I loaded in a corpus of texts from the Coursera course, and conducted some exploratory analyses of these texts. Since the corpus is quite large, I sampled 10% of lines from the corpus to find the most common n-grams (i.e., n = 1, 2, 3, 4). In my sample, I also determined that ~13 000 words provided coverage for 90% of the corpus, and the number of words required to reach 100% coverage exceeded 100 000.
I used the following packages: ggplot2, gridExtra, knitr, readtext, quanteda, stringi, and tidyverse.
In the coming weeks, I will need to construct a predictive model for user text input. The data will be divided into training, development and test sets to develop this model. The n-gram frequency tables from the training set will be used to predict the next word, given the user’s text input (Markov assumption) This will be based on a backoff strategy, where an (n-1)-gram will be used whenever an n-gram is not available, defaulting to a unigram if needed.
In the Shiny app, users will input text which will then:
From Capstone Project descriptions:
We start by loading in the assigned corpus (a collection of texts to analyze), derived from from blogs, news, and Twitter sources. The data set also also texts from other languages, but we will only focus on English sources here.
We also load in a publically-available list of profanities to filter out later in our analysis.
# blogs
btemp <- file("en_US.blogs.txt", open = "r")
blogs <- readLines(btemp, encoding = "UTF-8", skipNul = TRUE)
# news
ntemp <- file("en_US.news.txt", open = "r")
news <- readLines(ntemp, encoding = "UTF-8", skipNul = TRUE)
# twitter
ttemp <- file("en_US.twitter.txt", open = "r")
twitter <- readLines(ttemp, encoding = "UTF-8", skipNul = TRUE)
close(btemp)
close(ntemp)
close(ttemp)
rm(btemp, ntemp, ttemp)
Next, we will quickly summarize the three text files comprising our corpus (i.e., file size, total number of lines, total number of words, and total number of characters). The table below demonstrates that these are quite large files, with tens of millions of words in the entire corpus. Texts from Twitter have fewer words per line, as expected given the platform’s constraints message length.

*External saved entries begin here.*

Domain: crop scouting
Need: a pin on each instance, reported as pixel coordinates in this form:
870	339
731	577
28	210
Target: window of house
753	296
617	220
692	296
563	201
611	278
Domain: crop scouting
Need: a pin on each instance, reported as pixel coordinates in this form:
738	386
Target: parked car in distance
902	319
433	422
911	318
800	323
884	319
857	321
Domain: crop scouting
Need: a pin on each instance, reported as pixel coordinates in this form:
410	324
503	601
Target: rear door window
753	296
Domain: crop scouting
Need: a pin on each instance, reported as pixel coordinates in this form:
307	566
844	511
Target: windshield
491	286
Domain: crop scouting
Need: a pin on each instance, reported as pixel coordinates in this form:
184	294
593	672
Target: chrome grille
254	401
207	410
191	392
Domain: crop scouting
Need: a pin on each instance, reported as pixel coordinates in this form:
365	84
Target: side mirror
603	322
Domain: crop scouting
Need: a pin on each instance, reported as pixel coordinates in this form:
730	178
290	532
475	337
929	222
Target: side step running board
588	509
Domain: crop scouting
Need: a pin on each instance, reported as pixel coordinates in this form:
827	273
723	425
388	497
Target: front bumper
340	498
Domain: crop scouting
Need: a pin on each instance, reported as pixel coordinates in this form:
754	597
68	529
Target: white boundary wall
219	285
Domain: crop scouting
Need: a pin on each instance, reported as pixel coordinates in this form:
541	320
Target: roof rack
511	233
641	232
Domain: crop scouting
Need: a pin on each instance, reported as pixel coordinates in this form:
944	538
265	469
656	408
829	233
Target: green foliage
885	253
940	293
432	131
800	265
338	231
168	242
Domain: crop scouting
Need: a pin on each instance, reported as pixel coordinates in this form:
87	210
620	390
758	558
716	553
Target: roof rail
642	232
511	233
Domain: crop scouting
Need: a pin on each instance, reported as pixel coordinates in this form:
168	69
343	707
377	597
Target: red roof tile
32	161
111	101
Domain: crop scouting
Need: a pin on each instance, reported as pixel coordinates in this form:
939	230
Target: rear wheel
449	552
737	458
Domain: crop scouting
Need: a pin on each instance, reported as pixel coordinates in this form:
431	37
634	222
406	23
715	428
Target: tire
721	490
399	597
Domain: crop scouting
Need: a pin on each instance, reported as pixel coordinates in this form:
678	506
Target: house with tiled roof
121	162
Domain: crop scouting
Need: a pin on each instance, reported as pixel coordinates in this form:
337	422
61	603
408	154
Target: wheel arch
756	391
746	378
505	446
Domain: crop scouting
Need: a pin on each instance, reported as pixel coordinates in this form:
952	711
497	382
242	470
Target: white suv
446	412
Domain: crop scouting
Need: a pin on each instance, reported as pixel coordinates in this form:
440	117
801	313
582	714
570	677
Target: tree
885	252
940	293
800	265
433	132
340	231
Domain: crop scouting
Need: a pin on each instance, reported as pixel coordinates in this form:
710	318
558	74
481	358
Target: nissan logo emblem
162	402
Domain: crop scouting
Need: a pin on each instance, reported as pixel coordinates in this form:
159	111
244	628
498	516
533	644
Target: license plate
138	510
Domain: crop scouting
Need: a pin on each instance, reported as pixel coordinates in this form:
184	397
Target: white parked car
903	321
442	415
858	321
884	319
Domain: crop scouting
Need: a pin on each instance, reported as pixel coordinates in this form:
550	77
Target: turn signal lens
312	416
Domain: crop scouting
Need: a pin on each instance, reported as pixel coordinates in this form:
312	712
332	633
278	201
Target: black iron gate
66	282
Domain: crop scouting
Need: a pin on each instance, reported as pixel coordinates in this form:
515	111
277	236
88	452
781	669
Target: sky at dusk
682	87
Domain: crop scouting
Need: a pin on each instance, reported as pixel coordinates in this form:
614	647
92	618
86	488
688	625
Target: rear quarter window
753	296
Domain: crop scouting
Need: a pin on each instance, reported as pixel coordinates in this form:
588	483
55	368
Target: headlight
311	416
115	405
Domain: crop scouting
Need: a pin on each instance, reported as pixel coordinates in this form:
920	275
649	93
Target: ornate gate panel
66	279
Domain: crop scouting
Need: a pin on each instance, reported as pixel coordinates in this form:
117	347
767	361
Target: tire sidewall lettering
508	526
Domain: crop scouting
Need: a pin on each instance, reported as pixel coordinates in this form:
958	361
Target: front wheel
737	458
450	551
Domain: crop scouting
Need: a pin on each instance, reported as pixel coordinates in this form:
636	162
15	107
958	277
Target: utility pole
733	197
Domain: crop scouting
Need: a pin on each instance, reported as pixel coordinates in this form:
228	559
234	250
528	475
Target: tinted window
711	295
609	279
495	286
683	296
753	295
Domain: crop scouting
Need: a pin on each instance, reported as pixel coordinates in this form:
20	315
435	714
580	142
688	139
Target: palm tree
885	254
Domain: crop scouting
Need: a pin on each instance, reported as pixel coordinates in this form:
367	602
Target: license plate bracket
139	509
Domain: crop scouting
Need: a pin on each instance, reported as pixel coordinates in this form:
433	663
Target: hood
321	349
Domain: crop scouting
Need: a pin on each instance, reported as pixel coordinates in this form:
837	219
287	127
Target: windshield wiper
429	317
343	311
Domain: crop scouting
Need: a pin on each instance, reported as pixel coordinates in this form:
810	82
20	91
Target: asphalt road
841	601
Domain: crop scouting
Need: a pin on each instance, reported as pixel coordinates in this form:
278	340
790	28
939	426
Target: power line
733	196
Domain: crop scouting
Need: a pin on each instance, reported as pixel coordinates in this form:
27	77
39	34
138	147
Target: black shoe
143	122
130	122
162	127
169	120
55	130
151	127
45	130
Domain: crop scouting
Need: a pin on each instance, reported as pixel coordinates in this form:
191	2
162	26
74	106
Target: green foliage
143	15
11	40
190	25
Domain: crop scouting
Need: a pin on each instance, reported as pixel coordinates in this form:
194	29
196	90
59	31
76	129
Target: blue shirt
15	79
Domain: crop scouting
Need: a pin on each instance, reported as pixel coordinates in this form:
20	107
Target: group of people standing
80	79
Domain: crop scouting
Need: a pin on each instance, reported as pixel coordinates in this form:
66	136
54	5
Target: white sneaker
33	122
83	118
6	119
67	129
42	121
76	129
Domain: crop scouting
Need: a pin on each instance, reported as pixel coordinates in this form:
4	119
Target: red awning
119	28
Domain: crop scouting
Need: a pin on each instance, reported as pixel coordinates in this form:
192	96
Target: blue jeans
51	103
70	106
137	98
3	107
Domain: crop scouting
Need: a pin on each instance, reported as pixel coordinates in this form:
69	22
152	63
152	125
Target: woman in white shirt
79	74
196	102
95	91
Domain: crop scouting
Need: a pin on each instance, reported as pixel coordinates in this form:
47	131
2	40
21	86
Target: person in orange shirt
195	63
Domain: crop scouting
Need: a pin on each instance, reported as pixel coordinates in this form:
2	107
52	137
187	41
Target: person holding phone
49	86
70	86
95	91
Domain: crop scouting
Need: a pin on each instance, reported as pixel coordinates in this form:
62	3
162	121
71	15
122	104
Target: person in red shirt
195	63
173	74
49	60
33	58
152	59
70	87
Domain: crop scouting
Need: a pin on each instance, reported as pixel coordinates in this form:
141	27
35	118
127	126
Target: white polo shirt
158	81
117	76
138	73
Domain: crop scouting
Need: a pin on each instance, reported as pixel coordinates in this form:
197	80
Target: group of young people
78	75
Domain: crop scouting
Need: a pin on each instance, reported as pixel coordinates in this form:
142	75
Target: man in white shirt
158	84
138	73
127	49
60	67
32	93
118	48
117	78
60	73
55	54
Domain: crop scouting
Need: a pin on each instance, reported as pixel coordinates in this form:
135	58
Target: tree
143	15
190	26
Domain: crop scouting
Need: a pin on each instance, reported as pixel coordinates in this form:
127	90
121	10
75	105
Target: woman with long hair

# summarizing the data files
# file size
filesize <- round(file.info(c("en_US.blogs.txt",
"en_US.news.txt",
"en_US.twitter.txt"))$size / 1024 ^ 2)
# line count
nlines <- sapply(list(blogs, news, twitter),
length)
# word count
nwords <- sapply(list(blogs, news, twitter),
stri_stats_latex)[4,]
# mean words per line
blogslwords <- stri_count_words(blogs)
newslwords <- stri_count_words(news)
twitterlwords <- stri_count_words(twitter)
summarylwords <- sapply(list(blogslwords, newslwords, twitterlwords),
function(x) summary(x)[c('Mean', 'Max.')])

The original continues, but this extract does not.